Protecting Yourself From Lawsuits

Just in case you haven't heard, most lawyers are a pain in the ass and all lawsuits suck. If this is news to you, get down on your knees and thank God that you haven't yet learned this lesson.

One of the toughest truths in business is that you'll be involved in litigation. It's going to happen, no matter how cautious you are. I speak from experience. While we've only been involved in a few lawsuits, and it took seven years for our first, they've been difficult experiences for me. What I can tell you is that if you work in business, they will happen, and with each one, they get easier and easier to stomach.

The sooner you understand that it's going to happen at some point, the easier it will be to deal with it when it does happen. Don't get me wrong -- when it does happen, you'll be shocked, angry and scared, but you will get through it. What follows are six steps you need to take to protect yourself and keep the angst at a minimum.

1. Get, and keep, a good lawyer.

Whether your involvement is as a plaintiff, defendant or third party, you need to know a few things. First, there are a lot of rules and procedures in play and unless you're a lawyer, you probably have no idea what they are. That's okay, but you need to call your lawyer immediately. If you don't have one, get a good one, NOW. Get a referral from someone who knows many and take him/her to lunch twice a year (even with no lawsuits) to keep in touch. Make sure your lawyer knows your business and industry so that if something bad happens, you're not starting at square one. If that bad day comes and you need a specialist and your attorney can't do that work (say real estate law, for example), they'll refer you to someone who can help you. (Throughout the process, work with your lawyer to keep your costs down. I won't go into that here; there are tons of books and articles on ways to do it.)

2. Get professional liability insurance.

If you are a defendant or are a third party in a lawsuit, you should also call your insurance company to see if your professional liability insurance will cover the suit. Don't have professional liability insurance? GET IT. You'll pay a lot for it, in most cases, but it's worth it to sleep at night. One key, be sure to call as soon as the suit is filed -- most insurance companies won't pay if you come to them after the fact.

3. Save your important papers and emails.

Keeping copies of important papers and emails seems pretty simple, right? If you were told to go get your bank statement and emails to your banker from April 2004 right now, how long would it take you? Could you even get them? I'll save you the requisite lecture on backing up, but I will tell you that when you burn a DVD with old emails on it, burn two of everything. Keep one set off site in a safe place.
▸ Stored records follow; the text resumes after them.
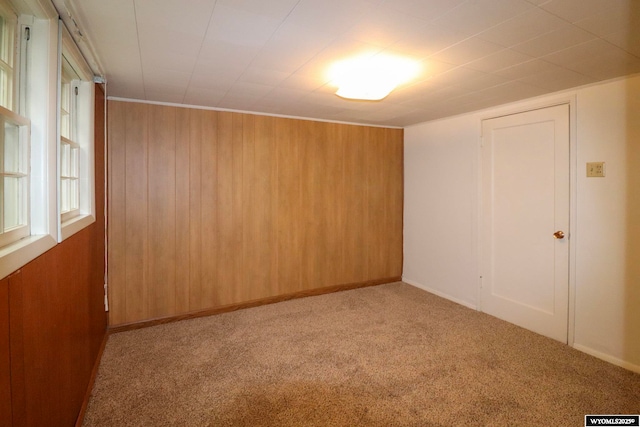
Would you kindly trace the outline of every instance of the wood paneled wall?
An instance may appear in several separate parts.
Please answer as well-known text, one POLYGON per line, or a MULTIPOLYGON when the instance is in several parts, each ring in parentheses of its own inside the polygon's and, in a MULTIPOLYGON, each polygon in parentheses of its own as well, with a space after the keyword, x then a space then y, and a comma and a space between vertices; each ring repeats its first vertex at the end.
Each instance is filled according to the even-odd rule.
POLYGON ((402 130, 108 108, 111 325, 400 277, 402 130))
POLYGON ((0 280, 0 427, 12 424, 9 337, 9 278, 4 278, 0 280))
POLYGON ((105 337, 105 124, 98 86, 95 111, 96 222, 0 281, 2 426, 75 425, 105 337))

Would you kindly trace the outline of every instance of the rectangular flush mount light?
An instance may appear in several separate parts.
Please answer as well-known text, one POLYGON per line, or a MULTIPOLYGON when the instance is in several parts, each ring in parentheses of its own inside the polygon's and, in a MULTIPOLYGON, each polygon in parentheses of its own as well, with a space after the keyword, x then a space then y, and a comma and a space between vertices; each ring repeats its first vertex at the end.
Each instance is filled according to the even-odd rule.
POLYGON ((391 55, 362 55, 337 62, 331 68, 331 81, 338 87, 336 95, 365 101, 385 98, 399 84, 414 78, 416 62, 391 55))

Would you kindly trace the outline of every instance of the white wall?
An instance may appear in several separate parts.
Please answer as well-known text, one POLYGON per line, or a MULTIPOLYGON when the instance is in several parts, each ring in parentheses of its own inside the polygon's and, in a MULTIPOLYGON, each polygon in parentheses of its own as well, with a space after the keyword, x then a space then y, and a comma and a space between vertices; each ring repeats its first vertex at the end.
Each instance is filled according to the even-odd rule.
POLYGON ((403 279, 478 306, 480 121, 573 97, 571 344, 640 372, 640 76, 406 128, 403 279))
MULTIPOLYGON (((578 91, 575 346, 640 368, 640 77, 578 91)), ((616 360, 612 360, 616 362, 616 360)))
POLYGON ((404 135, 403 280, 475 308, 480 122, 455 117, 404 135))

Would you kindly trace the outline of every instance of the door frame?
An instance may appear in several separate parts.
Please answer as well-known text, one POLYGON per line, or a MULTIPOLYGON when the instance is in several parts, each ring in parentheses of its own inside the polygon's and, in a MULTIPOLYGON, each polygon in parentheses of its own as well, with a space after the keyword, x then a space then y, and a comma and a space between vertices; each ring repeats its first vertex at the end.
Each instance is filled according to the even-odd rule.
POLYGON ((577 222, 577 181, 578 181, 578 135, 576 126, 577 102, 575 94, 561 94, 546 99, 534 99, 531 101, 508 104, 496 109, 483 111, 478 118, 478 141, 476 145, 476 166, 477 166, 477 223, 476 223, 476 245, 477 245, 477 271, 478 284, 476 288, 476 301, 478 311, 482 311, 482 122, 484 120, 496 119, 499 117, 510 116, 514 114, 526 113, 528 111, 540 110, 558 105, 569 106, 569 307, 568 307, 568 331, 567 344, 573 347, 575 341, 575 306, 576 306, 576 222, 577 222))

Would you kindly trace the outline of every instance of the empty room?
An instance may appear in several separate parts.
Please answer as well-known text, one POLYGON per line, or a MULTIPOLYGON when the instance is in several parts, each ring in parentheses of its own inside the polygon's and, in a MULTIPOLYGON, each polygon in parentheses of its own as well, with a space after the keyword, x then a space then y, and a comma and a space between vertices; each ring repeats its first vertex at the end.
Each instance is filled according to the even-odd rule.
POLYGON ((0 0, 0 427, 640 425, 638 0, 0 0))

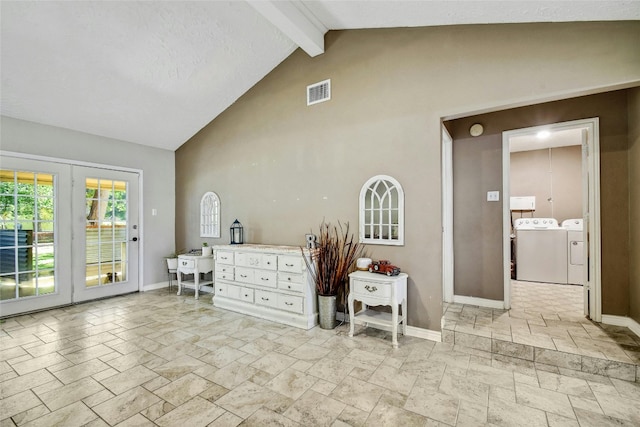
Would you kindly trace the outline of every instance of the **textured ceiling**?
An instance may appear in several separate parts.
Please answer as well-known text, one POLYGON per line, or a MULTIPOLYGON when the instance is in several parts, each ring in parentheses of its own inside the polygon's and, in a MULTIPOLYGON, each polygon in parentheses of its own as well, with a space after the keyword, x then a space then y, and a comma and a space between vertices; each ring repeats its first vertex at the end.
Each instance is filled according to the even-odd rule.
MULTIPOLYGON (((638 1, 2 1, 0 113, 175 150, 327 30, 640 19, 638 1)), ((319 42, 318 42, 319 40, 319 42)))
If you're limited on space, scan important files (things like bank statements, contracts, letters, etc.) and put them onto DVDs too. You never know when you'll need something specific that will make or break the case, and you don't want to lose just because you can't find it.

4. Start saving now for that rainy day.

Lawsuits are expensive for everyone, so get ready to pay what you will think is too much money in order to resolve it. And knowing that they are going to happen to every business every once in a while, I think you should set up a reserve account where you pool profits to be used when you have excessively high legal costs. It will help make a bad situation a bit easier.

5. Know when to say when.

As for when to fight and when to settle, that's an intensely personal choice. I used to think that it was a mere financial choice -- do what costs you less. However, now that we've been through this a few times, I think principal plays a big part. While you don't want to be stupid about it and spend thousands and thousands of dollars to prove a point, most times I think it makes sense to stand up for what is right, even if it seems more costly than settling. In most cases, justice is served and the party in the right wins the case. You can also make a name for yourself in your industry/community as someone who fights BS claims rather than one who settles out just to avoid court. In the long run, settling will cost you more if everyone thinks they can sue you and get a specific amount in settlement every time.

6. Learn your lessons.

When you're done with the suit, you need to look objectively at what happened and see if you can do something next time to avoid the situation all together. It might mean changing policies, amending your system or revamping your contract. If you learn a good lesson from it, the cost and time wasted will have at least given you some tangible benefits.

Lawsuits are like food poisoning. You never know when you'll get one, it can come through no fault of your own, and during it you think you'd rather be dead than to feel that way. But know that you won't die from food poisoning, and the lawsuit won't kill you either. The name of the game is to press on through it -- you'll make it and be better for it in the end. Once you've done it a few times, if you find yourself in an awkward situation where someone threatens a lawsuit, you'll actually be able to brush the threat off since you know you'll get through it. Until then, fake it and don't let people push you around!